Una vulnerabilita critica in Langflow sta diventando un vettore sempre piu sfruttato per attacchi di cryptojacking, con l obiettivo di installare un miner Monero su endpoint di applicazioni AI esposti su Internet. Il problema riguarda CVE 2026 33017, una falla di remote code execution non autenticata con punteggio CVSS 9.3, che consente a un attaccante di eseguire codice da remoto tramite un endpoint API senza credenziali.

Gli attori malevoli stanno scandagliando la rete alla ricerca di istanze vulnerabili, usando questi servizi AI come porta di ingresso verso ambienti enterprise.

La catena di attacco osservata parte da una semplice esecuzione di codice Python all interno dell endpoint Langflow, che scarica uno script shell remoto. Questo script agisce da dropper e verifica se sul sistema e gia presente un processo specifico, quindi procede al download e all avvio di un binario chiamato lambsys.

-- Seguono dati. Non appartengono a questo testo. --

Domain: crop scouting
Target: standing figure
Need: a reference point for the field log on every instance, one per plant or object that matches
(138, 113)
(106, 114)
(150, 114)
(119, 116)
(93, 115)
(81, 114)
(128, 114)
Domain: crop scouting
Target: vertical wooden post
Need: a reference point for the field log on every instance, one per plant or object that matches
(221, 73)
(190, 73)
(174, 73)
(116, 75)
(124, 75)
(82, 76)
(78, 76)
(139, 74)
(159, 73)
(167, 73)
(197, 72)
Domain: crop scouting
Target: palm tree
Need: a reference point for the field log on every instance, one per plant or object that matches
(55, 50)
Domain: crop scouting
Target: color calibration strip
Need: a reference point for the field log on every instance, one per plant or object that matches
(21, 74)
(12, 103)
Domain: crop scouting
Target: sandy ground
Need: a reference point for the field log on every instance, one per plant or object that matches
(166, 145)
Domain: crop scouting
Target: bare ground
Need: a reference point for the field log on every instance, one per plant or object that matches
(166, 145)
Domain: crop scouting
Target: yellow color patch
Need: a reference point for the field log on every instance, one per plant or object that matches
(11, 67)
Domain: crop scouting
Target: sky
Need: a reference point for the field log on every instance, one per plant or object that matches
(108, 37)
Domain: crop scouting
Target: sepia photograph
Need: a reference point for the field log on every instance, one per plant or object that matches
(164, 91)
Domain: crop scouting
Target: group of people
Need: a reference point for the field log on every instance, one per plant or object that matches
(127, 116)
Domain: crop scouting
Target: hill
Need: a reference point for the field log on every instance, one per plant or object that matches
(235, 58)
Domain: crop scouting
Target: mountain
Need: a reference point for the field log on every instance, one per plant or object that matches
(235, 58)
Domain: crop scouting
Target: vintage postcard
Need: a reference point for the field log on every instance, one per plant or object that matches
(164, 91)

Il file e un eseguibile ELF scritto in Go e viene lanciato come processo in background per ridurre l interazione visibile e mantenere operativa la compromissione.

Una volta attivo, lambsys punta a massimizzare il controllo della macchina e la resa del mining. Termina processi di miner concorrenti associati a famiglie note di cryptominer, elimina materiale legato a wallet e chiavi, disabilita controlli di sicurezza a livello host e imposta persistenza tramite cron. Vengono inoltre disattivati o manomessi meccanismi e servizi come AppArmor, firewall su Ubuntu, iptables, SELinux, watchdog NMI del kernel e agent cloud, aumentando la probabilita che il miner resti in esecuzione a lungo.

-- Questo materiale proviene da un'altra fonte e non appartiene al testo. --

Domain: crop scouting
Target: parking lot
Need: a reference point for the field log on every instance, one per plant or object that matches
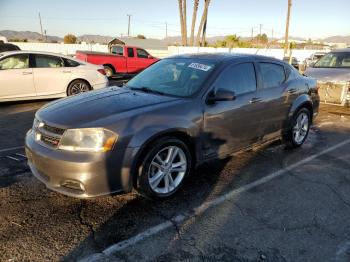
(270, 203)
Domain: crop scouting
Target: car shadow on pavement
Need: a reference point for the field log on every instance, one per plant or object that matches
(137, 214)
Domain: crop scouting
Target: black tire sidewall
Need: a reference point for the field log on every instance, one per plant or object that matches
(292, 141)
(74, 82)
(143, 185)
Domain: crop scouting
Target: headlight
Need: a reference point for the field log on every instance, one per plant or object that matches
(88, 140)
(37, 124)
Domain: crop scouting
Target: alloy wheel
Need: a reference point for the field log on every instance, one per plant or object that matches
(167, 169)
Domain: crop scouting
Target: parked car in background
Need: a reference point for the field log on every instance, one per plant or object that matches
(36, 75)
(313, 59)
(122, 60)
(293, 61)
(5, 47)
(333, 74)
(170, 118)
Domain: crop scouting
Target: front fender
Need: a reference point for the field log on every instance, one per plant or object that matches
(302, 100)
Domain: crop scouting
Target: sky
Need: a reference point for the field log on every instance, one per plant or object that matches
(309, 18)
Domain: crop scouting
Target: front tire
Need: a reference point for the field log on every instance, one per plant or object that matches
(78, 86)
(299, 129)
(164, 168)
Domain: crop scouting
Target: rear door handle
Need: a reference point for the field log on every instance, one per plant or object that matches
(255, 100)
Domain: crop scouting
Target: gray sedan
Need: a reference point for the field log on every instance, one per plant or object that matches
(172, 117)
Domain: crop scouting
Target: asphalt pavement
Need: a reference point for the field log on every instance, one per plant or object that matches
(300, 215)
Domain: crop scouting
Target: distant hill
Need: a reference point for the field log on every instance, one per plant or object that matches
(89, 38)
(337, 39)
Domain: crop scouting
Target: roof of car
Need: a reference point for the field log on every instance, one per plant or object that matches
(342, 50)
(33, 52)
(219, 57)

Il malware interviene anche su file e directory sensibili come quelle legate a SSH e ai job di sistema, rimuovendo attributi di immutabilita per poter modificare configurazioni e poi ripristinandoli su percorsi selezionati. Questa scelta indica conoscenza delle tecniche di persistenza usate da altri gruppi di cryptojacking. Per coprire le tracce, vengono rimossi log di sistema.

Nello stadio finale, il binario contatta un server esterno per scaricare un archivio e distribuire un miner XMRig personalizzato. Viene anche interrogato un servizio di geolocalizzazione IP per ottimizzare la scelta del mining pool in base alla vicinanza geografica e applicare eventuali regole di esclusione per specifiche regioni. La propagazione puo estendersi ad altri host raggiungibili via SSH quando sono presenti chiavi riutilizzate, trasformando un endpoint AI esposto in un punto di partenza per compromissioni piu ampie.